By Jean Caspers-Simmet

Agri News staff writer 

CRESCO, Iowa -- Driving tractors with steel wheels is a religious issue for Old Order Groffdale Mennonite Conference members, said Donald Kraybill, a sociologist and senior fellow at Elizabethtown College's Young Center for Anabaptist and Pietist Studies in Elizabethtown, Pa.

Kraybill prepared a statement to be read at Monday's hearing in Cresco on the Howard County Road Protection Ordinance which bans steel wheel vehicles on hard surfaced roads.

"Contrary to what some people may think, the practice of farmers in the Groffdale Conference to place steel cleats on tractor wheels is not just an old tradition," Kraybill wrote. "It is an explicit religious practice by virtue of the fact that it is a church regulation."

Members must abide by the rule or face excommunication, and as a religious practice, the use of steel wheels is protected by the First Amendment of the Bill of Rights in the U.S. Constitution, Kraybill wrote.

Kraybill has researched and written extensively about Amish and Mennonite groups.

In his book Horse-and-Buggy Mennonites: Hoofbeats of Humility in a Postmodern World, which he wrote with James Hurd, he looks indepth at the "riddle of the tractor tire."

Kraybill explained in his statement that the Groffdale Conference began in 1927 in eastern Pennsylvania in a division of the Old Order Mennonite Church. Church members who were more open to change, now known as the Weaverland Mennonite Conference, let members buy and drive cars.

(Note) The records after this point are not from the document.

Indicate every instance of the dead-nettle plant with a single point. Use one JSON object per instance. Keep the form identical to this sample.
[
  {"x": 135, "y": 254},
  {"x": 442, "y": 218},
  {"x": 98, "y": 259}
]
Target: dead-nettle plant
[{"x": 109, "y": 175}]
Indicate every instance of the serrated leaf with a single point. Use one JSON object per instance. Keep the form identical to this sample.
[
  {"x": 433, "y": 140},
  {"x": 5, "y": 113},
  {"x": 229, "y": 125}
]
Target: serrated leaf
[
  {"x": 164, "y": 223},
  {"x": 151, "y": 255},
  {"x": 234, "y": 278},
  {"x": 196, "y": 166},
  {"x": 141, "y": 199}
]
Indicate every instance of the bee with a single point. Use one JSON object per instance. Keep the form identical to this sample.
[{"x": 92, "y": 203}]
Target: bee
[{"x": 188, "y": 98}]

Groffdale Conference rejected cars and continued using horses and buggies.

When the Groffdale Conference agreed to let its farmers use tractors, the tractors had to have steel wheels, not rubber tires, Kraybill said.

"The Groffdale Conference church fears that accepting rubber tires on tractors will lead to use of the tractor for transportation and eventually to the use of cars which in turn will lead to breaking up their close knit communities," Kraybill wrote.

Putting steel wheels on tractors is a religious rule because it reflects the Groffdale Conference's religious belief in separation from the world, Kraybill wrote.

Using steel wheels is part of the Ordnung, the rules and regulations of the Groffdale Conference Church, which must be followed by all baptized members, Kraybill said. The Ordnung is a set of understandings approved by all the ordained ministers.

The church has struggled with the issue of steel wheels for 20 years and has "repeatedly affirmed and upheld the use of steel wheels," Kraybill said.

For additional information on the history and beliefs of the Groffdale Conference Church see the book Kraybill wrote with James Hurd, Horse and Buggy Mennonites: Hoofbeats of Humility in a Postmodern World (2006), Penn State University Press.